Namun setelah menjalani operasi transplantasi, perempuan itu hanya mendapat uang Rp 70 juta dari orang yang telah menerima ginjal tersebut.
Kepada wartawan yang menemuinya, Ita mengatakan bahwa setelah menagih sisa uang penjualan ginjal, dia sempat mendapat tambahan Rp 2,5 juta, lalu Rp 1,5 juta dari sosok Erwin.
Erwin adalah orang yang menerima ginjal dari Ita.
Operasi transplantasi ginjal itu, lanjut Ita, melibatkan seorang dokter R dari RSUD Saiful Anwar.
"Saya sebenarnya tidak kenal Pak Erwin. Yang mengenalkan adalah dr R," jelas Ita kepada wartawan, Kamis (21/12/2017).
Beban Ekonomi
Ita mengatakan, keputusan untuk menjual ginjalnya tersebut terpaksa diambil karena beban ekonomi.
"Hidup saya awalnya tidak ada masalah. Kemudian hidup saya jatuh dan terlilit banyak utang," ujar Ita yang mengaku lelah terus menerus dikejar tagihan utang.
Lalu bagaimana dia bisa mendapat tawaran menjual ginjal?
Diceritakan Ita, suatu saat dia ada di RSUD Saiful Anwar untuk menengok dan menjaga temannya yang sakit.
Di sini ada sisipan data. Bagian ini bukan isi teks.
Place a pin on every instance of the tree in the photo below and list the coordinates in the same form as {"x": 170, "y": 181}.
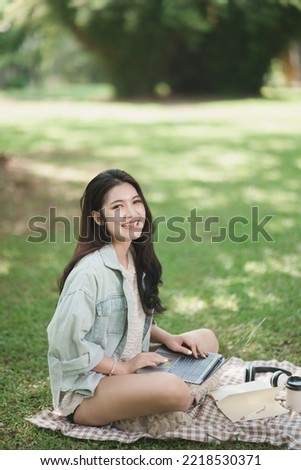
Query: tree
{"x": 196, "y": 46}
Selama menjaga temannya itu, dia tidak berani pulang karena takut ditagih utang.
Karena khawatir keluarganya terganggu, ia memilih bertahan di mushola RS bersama pengunjung lainnya.
"Saya tidak berani pulang ke rumah," jelas Ita.
Selama di rumah sakit, ia kenal staf dan perawat-perawat di sana.
Kepada orang-orang itulah dia menceritakan bebannya yang berat.
Suatu saat, orang yang mengetahui bebannya, mengajak Ita ke ruang Hemodialisa.
"Staf itu menyatakan daripada hidup ibu putus asa, lebih baik berguna buat orang lain," kenangnya.
Beberapa hari kemudian, dia dipertemukan dengan dokter berinisial R. Dokter inilah yang mempertemukan Ita dengan sosok bernama Erwin yang membutuhkan transplantasi ginjal.
Tanpa pikir panjang, Ita menyetujui untuk menyerahkan ginjalnya. Seminggu kemudian Ita bertemu dr R, Erwin dan istrinya.
"Sebenarnya orang-orang di RS sudah mengingatkan saya perlunya hitam di atas putih. Saya ikuti saran mereka dengan bilang ke istrinya Pak Erwin," tutur dia.
Kepada istri Erwin itu, Ita menyatakan bahwa ia tidak menjual organnya. Namun ia juga punya kebutuhan.
"Saya ingin bapak (Erwin)sehat. Namun saya juga ingin masalah saya diselesaikan bapak," kata Ita ke istri Erwin.
Kemudian, disepakatilah perjanjian yang ditandatangani oleh Ita.
Dalam perjanjian itu, sepanjang yang dia ingat, ada poin yang menyebut bahwa apabila terjadi hal-hal yang tidak diharapkan, itu di luar tanggung jawab RS.
"Saya hanya sekali saja tanda tangan," jelas Ita Diana.
Operasi dilakukan pada 25 Februari 2017 di RSSA. Diakui Ita, saat operasi tidak ada persetujuan keluarganya sama sekali. Ia sempat ditanya soal keberadaan suaminya, namun dijawabnya bahwa sang suami sedang bekerja.
"Saya tidak punya bukti apa-apa. Kuitansi saja tidak ada," paparnya.
Seminggu sebelum operasi ia sempat diinapkan di hotel dengan uang saku Rp 75.000 per hari. Setelah operasi hingga tiga bulan, tak ada kabar sisa pembayaran hutangnya.
Pasca operasi, ia hanya diberi vitamin. Penagihan sisa uang ke Erwin juga tak sesuai harapan. Sebaliknya, Ita malah mendapat makian dan diancam akan dibawa ke jalur hukum karena tak ada bukti hitam di atas putih.
Karena itu ia berusaha menemui dr R dan menceritakan hal itu.
Oleh dokter, Ita malah disuruh mengiklaskan dan menunggu Erwin melunasinya.
Karena buntu, ia akhirnya buka suara.Sejak tiga hari lalu, ia didampingi kuasa hukum Yassiro Ardhana Rahman SH MH.
"Harapan saya, tanggungan saya lunas dan bapak Erwin sehat," paparnya.